The Federal Home Loan Bank Board (“FHLBB”) implementing regulations stated that investments in corporate debt securities had to be in securities “rated in one of the four highest grades by at least two nationally recognized investment rating services at their respective most recent published rating before the date of purchase of the security,” meaning that the corporate debt securities had to be investment grade. 12 C.F.R. § 545.75(b)(2) (1984). However, the rule making permitted S&Ls to invest up to 1 percent of their assets in corporate debt securities irrespective of their rating “if in the exercise of its prudent business judgment it determines that there is adequate evidence that the obligor will be able to perform all that it undertakes to perform in connection with such securities, including all debt service requirements.” Id. § 545.75(d). In other words, on their face, the regulations permitted up to 1 percent of S&Ls’ assets to be invested in junk bonds if the S&L believed that the bonds would not default.

In its Federal Register release publishing the regulations, however—but not in the regulation itself—the FHLBB stated that “the Board wishes to clarify that an investment in notes, paper, or debt securities may be treated as a commercial loan to the issuer whether or not they satisfy the rating, marketability, and other requirements of § 545.75.” 48 Fed. Reg. 23032, 23045 (May 23, 1983). This meant that S&Ls could purchase junk bonds and treat them as “commercial loans” for the purposes of investment regulation. Accordingly, the applicable limit for S&L junk bond purchases was the 10 percent of assets limit set for commercial loans. 12 C.F.R. § 545.46(a) (1984).This 10 percent limit could then be added to the 1 percent facially permitted junk bond limit, as S&Ls were permitted to elect the “classification of loans or investments,” namely that the S&L could choose which limit would apply to a particular loan or investment if multiple limits could apply. Id. § 545.31. This should not be confused with regulatory classification of loans for Allowance of Loan and Lease Losses (ALLL) purposes.

Thus, an S&L could opt for the 10 percent limit plus the 1 percent limit to get up to 11 percent of its assets in junk bonds. 52 Fed.
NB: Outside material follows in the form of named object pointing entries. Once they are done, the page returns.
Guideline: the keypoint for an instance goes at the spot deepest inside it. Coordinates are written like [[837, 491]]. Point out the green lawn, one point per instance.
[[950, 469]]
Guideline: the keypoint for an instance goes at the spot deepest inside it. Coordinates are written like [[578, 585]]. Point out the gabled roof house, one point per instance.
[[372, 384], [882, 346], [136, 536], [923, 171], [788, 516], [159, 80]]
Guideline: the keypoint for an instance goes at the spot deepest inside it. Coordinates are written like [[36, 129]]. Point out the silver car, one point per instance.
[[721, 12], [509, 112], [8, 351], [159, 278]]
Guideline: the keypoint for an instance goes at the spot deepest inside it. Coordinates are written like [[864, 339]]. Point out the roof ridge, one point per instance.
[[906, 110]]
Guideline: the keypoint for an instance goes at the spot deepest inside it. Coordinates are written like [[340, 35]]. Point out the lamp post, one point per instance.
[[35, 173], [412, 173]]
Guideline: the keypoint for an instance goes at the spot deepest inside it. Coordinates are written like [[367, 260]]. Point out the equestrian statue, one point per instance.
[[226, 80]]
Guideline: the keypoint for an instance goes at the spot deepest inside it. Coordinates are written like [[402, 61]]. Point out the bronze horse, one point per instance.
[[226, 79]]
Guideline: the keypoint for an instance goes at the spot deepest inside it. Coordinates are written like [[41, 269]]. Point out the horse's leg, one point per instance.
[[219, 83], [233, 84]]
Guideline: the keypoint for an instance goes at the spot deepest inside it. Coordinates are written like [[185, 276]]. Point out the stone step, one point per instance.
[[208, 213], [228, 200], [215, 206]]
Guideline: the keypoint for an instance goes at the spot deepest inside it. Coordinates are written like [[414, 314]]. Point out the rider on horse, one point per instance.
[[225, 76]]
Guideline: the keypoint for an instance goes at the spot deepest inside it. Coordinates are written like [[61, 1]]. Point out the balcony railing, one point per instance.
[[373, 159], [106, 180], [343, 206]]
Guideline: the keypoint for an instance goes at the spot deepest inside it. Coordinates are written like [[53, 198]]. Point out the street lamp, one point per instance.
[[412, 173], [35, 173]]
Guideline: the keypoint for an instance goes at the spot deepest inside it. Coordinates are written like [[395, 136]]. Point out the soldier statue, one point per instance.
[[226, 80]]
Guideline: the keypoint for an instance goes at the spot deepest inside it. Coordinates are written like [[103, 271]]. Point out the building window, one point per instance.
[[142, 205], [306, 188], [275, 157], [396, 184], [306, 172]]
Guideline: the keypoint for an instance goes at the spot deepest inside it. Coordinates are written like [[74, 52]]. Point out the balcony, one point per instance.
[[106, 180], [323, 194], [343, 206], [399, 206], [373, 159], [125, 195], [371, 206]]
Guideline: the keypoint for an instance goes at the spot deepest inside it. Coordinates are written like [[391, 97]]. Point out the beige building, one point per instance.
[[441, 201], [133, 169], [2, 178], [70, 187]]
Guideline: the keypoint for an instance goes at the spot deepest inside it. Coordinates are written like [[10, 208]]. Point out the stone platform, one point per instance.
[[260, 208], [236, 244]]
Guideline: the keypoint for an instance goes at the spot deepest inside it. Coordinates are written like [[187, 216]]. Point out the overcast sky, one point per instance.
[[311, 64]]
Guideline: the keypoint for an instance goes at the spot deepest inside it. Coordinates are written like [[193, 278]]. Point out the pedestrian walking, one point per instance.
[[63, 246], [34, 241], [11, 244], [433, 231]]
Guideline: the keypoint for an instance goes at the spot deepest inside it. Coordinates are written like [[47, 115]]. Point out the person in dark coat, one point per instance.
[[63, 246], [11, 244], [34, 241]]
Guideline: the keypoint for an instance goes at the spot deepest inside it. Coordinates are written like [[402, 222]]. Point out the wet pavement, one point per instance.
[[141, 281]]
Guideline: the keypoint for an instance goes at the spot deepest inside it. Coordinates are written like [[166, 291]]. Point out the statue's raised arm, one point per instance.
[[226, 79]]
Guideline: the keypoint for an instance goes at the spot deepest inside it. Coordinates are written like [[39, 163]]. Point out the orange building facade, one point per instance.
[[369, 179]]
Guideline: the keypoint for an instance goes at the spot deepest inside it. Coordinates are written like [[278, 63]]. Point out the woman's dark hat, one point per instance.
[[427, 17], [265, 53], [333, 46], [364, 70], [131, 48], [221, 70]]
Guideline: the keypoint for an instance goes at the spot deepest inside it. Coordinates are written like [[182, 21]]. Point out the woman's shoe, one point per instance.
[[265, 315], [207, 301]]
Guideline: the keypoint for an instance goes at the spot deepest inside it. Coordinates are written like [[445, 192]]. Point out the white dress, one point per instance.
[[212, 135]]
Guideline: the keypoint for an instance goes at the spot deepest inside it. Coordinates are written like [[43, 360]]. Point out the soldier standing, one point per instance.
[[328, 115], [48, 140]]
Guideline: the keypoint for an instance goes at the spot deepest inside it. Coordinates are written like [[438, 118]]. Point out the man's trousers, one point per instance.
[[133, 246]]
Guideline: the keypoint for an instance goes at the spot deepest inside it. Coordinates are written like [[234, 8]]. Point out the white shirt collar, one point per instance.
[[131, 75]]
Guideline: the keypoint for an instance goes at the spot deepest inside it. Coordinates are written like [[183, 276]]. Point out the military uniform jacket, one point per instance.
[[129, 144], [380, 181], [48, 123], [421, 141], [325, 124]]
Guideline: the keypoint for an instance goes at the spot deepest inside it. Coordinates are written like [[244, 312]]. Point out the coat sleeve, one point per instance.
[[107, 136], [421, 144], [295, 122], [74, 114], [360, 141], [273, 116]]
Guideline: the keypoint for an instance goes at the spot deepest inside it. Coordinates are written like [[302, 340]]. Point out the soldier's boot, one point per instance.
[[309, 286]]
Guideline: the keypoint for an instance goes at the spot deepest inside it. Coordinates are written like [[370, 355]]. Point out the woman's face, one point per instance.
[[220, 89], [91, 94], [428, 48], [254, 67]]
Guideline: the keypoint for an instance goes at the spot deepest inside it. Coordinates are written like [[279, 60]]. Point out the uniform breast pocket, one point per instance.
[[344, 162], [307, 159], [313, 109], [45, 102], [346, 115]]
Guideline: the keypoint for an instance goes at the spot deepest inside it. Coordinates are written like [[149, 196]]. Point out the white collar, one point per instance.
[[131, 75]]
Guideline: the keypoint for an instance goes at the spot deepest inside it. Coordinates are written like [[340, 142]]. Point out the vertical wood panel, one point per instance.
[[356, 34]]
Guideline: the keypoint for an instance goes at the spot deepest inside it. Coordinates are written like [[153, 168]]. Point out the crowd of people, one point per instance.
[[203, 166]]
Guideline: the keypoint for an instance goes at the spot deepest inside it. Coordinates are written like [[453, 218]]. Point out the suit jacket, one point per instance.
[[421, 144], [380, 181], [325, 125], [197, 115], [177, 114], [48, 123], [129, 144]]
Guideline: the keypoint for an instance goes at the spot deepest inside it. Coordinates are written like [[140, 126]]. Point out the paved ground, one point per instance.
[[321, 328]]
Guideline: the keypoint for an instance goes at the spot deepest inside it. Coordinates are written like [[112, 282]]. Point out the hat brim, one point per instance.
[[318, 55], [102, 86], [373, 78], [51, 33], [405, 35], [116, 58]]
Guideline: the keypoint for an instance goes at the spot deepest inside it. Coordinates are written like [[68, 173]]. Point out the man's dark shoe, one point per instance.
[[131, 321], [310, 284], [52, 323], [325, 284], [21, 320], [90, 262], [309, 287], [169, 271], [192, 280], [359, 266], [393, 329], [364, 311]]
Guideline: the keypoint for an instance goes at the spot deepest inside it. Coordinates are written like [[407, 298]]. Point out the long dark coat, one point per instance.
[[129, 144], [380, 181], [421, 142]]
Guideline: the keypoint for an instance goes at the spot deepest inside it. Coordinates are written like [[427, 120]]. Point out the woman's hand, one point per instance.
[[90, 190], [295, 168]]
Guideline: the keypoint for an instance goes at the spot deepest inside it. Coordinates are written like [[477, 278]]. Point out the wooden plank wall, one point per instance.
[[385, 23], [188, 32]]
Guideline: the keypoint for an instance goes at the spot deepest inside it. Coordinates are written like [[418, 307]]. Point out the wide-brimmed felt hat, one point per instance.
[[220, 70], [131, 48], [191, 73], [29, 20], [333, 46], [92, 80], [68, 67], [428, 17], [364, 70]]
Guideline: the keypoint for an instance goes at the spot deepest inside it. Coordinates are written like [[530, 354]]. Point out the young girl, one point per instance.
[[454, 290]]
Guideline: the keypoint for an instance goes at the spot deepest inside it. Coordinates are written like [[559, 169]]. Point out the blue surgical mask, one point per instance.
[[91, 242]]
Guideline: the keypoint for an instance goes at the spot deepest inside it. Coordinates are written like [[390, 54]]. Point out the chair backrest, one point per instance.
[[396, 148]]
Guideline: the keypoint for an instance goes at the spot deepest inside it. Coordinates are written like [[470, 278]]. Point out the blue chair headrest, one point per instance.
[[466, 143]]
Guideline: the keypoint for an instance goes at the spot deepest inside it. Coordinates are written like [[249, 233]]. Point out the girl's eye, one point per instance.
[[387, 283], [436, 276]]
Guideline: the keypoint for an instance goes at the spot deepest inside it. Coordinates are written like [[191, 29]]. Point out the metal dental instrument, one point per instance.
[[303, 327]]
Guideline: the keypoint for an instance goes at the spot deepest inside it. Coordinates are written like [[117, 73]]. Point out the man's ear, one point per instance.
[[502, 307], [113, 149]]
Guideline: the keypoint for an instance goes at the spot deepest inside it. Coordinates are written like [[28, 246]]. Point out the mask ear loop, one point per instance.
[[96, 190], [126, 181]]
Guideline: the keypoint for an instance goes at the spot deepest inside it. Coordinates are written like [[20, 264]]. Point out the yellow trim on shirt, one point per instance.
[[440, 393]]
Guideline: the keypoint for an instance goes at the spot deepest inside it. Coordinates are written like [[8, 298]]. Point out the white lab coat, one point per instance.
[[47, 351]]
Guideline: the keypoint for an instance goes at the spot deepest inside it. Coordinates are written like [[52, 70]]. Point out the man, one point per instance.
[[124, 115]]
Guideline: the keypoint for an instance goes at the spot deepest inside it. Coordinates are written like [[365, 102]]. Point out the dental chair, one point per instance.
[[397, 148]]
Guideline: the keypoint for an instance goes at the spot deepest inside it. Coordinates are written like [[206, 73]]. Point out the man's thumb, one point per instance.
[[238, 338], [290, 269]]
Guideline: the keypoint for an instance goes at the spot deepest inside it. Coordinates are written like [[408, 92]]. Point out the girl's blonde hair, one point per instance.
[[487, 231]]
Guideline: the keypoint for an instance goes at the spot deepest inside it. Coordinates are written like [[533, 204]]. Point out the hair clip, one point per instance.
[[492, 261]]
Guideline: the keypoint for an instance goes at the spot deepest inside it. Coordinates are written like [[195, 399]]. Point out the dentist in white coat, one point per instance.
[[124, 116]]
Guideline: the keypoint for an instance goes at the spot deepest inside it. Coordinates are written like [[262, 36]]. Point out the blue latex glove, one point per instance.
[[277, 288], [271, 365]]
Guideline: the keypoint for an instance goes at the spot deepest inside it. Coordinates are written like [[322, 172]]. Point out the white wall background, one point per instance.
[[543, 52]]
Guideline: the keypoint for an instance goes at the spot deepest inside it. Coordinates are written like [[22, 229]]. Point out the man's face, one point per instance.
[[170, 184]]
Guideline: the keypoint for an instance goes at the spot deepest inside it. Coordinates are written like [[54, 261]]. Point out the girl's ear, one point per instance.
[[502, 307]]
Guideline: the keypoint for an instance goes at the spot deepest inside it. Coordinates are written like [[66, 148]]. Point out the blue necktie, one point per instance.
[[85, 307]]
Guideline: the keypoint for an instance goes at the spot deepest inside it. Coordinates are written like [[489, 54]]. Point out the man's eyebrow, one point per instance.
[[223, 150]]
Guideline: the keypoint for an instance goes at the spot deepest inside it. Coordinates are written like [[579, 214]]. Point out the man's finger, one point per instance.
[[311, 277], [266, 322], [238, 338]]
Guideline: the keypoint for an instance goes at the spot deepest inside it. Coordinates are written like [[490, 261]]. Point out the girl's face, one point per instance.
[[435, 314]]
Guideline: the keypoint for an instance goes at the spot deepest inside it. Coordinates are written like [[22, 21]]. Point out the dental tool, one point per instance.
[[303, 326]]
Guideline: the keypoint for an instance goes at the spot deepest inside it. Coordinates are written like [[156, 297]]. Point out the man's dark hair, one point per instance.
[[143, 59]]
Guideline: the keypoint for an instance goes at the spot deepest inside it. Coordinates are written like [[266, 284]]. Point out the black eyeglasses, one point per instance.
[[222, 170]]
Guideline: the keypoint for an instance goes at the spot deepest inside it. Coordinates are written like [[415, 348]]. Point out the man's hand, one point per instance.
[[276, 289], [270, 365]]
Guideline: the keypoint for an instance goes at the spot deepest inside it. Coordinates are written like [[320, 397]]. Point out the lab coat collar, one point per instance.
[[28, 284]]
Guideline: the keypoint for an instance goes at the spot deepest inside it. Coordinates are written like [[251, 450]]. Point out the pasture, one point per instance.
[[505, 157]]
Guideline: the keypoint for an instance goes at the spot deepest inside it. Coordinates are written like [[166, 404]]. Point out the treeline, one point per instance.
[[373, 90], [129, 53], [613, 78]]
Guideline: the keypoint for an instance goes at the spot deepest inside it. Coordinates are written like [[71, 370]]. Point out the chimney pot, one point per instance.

Reg. 25870, 25876 (July 9, 1987) (referring to the 11 percent limit).

This story did not end well for the S&Ls...or the FHLBB.  Some S&Ls gorged on junk bonds, seeking higher yield to offset the mismatch between their mortgage assets'  earnings and their deposit funding cost.  Others gorged even more because they were part of the Michael Milken daisy chain.  This all turned out very badly as the junk bonds proved to be, well, junk, and only deepened the S&Ls' insolvency.  The FHLBB paid the price too...it's no longer around, having become the OTS (mainly), which is now (mainly) merged into the OCC.  

Is there a lesson here for regulators regarding the CMBS market?  Perhaps.  There are important differences, but regulators should be making the decision not based on the convenience of the CMBS market.  The story of the S&Ls should be a cautionary tale about taking regulatory actions that favor short-term industry interests without a good free-standing justification for those actions.  There has been incredible convergence between loan and bond markets, but they aren't fully interchangeable.  The covenants and payment structures on the 5% retained interest surely don't match the covenants and payment structures on the underlying mortgages.  Securitization is doing more than a pure pass-through here, and the question is whether the risks created are material enough that they should require treating the retained credit risk as bonds.